For example, MammaPrint^® is an FDA-approved test for in vitro diagnostic multivariate index assays. This test previously involved the use of frozen samples, whereas it currently involves formalin-fixed, paraffin-embedded (FFPE) blocks for the analysis of 70 gene signatures using a microarray (52). Notably, this test showed better prognosis prediction ability than that of Adjuvant! Online (53). In MINDACT (a prospective study), patients with ER-positive disease, who were at high clinical risk as defined by Adjuvant! Online and low genomic risk as defined by MammaPrint, showed an excellent prognosis without having received chemotherapy (54). Oncotype DX^TM extracts RNA from FFPE blocks and quantifies 21 gene profiles via RT-PCR (55). The 21 genes include 16 tumor-related and 5 reference genes for the prediction of the recurrence score (RS). This test was validated via tamoxifen-treated breast cancer patients with ER+/node-negative and showed a significantly different prognosis among high- and low-risk groups (48). Validation via these patients also showed prognostic value (56), and the test showed the predictive ability for the case of adjuvant therapy of tamoxifen + chemotherapy for breast cancer patients with ER+/node-negative (57). The clinical utility of Oncotype DX^TM was evaluated in large prospective trials. In the TAILORx trial, adjuvant endocrine therapy and chemoendocrine therapy showed similar efficacies in patients with RS of 11–25 (58). In another study, PAM50 was used to analyze 50 gene expression profiles to classify breast cancer into intrinsic subtypes (45). MammaPrint involved the use of profiles of 70 gene expressions for prediction of recurrence (59) and PAM50 involved clustering to calculate the distance of gene expression patterns for evaluation of the distances among the given and intrinsic subtypes (60). All these assays utilized relatively simple data analytical methods, such as multiple logistic regression (MLR) and clustering.

Multi-gene assay with ML

To consider more complex relationships among genes, ML methods have been used instead of the aforementioned established methods. The genes considered for PAM50 on RNA-sequence data were also analyzed via ML methods for evaluating the similarity among the given data and pre-defined subtypes. Moreover, CNN (Figure 3A) was used to analyze gene expression profiles collected from The Cancer Genome Atlas (TCGA) database (61); DNNs were used to explore the subtype-specific expression pattern, whereby six new subtypes of triple-negative breast cancer were found (62).

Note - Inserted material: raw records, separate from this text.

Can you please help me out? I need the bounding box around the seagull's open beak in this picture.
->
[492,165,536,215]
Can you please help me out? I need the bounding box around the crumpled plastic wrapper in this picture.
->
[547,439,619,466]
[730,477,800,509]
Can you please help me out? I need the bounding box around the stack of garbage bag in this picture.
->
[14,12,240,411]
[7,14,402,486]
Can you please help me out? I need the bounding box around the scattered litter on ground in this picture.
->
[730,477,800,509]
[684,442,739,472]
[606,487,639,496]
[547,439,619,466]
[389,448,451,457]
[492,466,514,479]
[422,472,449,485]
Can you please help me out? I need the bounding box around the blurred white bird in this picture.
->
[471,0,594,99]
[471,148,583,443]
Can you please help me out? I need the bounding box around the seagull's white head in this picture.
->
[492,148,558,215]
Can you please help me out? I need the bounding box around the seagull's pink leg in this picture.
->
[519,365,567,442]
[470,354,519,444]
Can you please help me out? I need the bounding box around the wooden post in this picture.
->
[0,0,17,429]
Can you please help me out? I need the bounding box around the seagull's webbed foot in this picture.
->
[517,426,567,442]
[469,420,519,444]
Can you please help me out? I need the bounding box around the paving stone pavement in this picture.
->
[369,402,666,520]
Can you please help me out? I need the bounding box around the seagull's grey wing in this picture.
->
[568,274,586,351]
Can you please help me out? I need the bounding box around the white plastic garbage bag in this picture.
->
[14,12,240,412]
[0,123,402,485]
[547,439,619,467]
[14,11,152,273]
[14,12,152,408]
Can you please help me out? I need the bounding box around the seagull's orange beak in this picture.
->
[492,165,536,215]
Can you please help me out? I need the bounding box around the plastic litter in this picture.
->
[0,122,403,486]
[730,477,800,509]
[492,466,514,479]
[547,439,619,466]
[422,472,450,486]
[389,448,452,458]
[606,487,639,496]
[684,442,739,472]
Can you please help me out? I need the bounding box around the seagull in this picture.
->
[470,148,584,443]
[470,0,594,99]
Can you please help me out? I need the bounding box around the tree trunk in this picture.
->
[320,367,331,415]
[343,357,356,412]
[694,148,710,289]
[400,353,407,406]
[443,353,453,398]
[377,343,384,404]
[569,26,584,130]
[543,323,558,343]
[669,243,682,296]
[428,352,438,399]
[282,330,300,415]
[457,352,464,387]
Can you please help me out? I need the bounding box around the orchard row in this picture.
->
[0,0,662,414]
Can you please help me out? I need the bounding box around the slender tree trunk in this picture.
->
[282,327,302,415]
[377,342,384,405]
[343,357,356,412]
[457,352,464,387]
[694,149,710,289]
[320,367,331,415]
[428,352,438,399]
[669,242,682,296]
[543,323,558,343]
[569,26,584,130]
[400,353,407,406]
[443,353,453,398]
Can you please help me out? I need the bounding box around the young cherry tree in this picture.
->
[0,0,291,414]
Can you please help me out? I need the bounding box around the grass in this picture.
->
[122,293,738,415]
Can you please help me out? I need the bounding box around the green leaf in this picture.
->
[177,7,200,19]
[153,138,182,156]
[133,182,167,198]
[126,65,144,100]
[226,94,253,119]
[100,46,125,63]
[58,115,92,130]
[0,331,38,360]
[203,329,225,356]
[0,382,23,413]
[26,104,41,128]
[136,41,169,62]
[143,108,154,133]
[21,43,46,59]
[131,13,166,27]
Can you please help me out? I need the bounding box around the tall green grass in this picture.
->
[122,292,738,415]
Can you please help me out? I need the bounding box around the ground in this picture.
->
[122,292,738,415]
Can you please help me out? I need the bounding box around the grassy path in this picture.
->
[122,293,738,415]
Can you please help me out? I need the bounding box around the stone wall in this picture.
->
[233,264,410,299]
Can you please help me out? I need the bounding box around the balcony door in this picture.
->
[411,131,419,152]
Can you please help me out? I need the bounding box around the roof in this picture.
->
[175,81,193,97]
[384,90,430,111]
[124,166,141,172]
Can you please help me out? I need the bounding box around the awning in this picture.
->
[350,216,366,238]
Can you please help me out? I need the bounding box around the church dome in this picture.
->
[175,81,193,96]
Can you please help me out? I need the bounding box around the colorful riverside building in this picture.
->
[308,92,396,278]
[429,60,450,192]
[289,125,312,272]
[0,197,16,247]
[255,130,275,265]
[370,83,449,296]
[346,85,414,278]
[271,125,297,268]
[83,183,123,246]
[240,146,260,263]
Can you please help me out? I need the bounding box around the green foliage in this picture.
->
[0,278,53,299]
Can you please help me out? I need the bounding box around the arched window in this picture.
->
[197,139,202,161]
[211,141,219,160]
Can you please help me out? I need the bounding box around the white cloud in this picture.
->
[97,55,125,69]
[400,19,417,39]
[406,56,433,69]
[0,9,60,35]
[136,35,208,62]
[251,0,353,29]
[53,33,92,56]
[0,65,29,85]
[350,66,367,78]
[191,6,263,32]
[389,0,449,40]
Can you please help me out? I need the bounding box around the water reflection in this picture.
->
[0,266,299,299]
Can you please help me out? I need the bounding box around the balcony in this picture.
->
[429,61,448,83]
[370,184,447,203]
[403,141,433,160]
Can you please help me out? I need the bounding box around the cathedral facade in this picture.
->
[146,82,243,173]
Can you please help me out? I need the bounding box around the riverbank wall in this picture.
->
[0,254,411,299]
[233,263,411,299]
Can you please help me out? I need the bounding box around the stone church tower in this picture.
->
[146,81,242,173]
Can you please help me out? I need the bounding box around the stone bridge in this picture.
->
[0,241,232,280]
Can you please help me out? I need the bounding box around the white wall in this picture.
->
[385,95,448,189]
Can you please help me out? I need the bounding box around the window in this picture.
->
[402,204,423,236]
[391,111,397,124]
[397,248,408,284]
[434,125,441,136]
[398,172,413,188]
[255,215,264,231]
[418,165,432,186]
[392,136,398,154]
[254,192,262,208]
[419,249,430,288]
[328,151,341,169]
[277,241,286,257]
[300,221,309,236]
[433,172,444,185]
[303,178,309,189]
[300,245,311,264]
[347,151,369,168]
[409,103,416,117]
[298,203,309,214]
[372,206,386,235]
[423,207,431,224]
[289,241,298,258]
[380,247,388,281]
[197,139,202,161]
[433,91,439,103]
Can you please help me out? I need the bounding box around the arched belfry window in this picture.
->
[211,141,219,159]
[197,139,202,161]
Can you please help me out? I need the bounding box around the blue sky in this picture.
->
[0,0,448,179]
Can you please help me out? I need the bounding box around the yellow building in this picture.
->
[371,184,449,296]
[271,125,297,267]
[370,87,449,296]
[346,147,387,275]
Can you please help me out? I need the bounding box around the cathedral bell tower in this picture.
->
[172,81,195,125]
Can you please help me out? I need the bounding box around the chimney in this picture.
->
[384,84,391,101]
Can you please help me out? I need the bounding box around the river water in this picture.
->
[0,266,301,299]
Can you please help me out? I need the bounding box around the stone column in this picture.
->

Figure 3 ANN-based data analysis of high-dimensional data, e.g., microarray gene expression. (A) A typical supervised learning method. CNN tries to predict a phenotype, e.g., good/poor prognosis, from observed data. The CNN evaluates the difference between the prediction and training data and tries to minimize this difference. (B) A typical unsupervised method. AE tries to produce lower-dimensional features from the observed data (encoding) and also reproduces the original data from the encoded features (decoding). AE tries to minimize the difference between the observed and decoded data. AE, autoencoder; ANN, artificial neural network; CNN, convolutional neural network.

It should be noted that there exist several difficulties in analyzing high-dimensional gene expression data. For example, various genes show positive correlations (multi co-linearity among the observed features), which prevent important genes with higher effects on the other molecules from being found. Instead, network analyses are used to visualize their relationship using quantitative criteria between two genes, including the correlation of expression profiles (in most cases) to explore hub genes (63). The edges of the gene co-expression network have been used as features to predict the metastasis of breast cancer (64). Through co-expression networks and clustering, the hypoxia-related dysregulation of mRNA and microRNAs were identified using the TCGA database to predict the breast cancer prognosis (65). Moreover, intra-chromosomal and inter-chromosomal interactions among genes were analyzed for each subtype to understand the subtype-specific imbalance of these relationships (66).

These networks are frequently categorized as scale-free networks that sometimes do not yield independent multiple clusters (67). Another drawback is that the constructed network is sensitive to the threshold pre-defined by analysts, and more robust methods needed to be developed. To solve these problems, the weighted gene correlation network analysis (WGCNA) that implements the soft-threshold has been developed, and this method yielded independent clusters and robust analytical results (68,69). The WGCNA was then explored to find hub genes that possess different biological functions to predict the breast cancer prognosis (70), and it was also used to find independent hub genes to predict breast cancer of the triple-negative subtype (71). Although these results should be validated using various datasets during the comprehensive molecule profiling, these analytical methods do contribute to the determination of independent features to characterize breast cancers.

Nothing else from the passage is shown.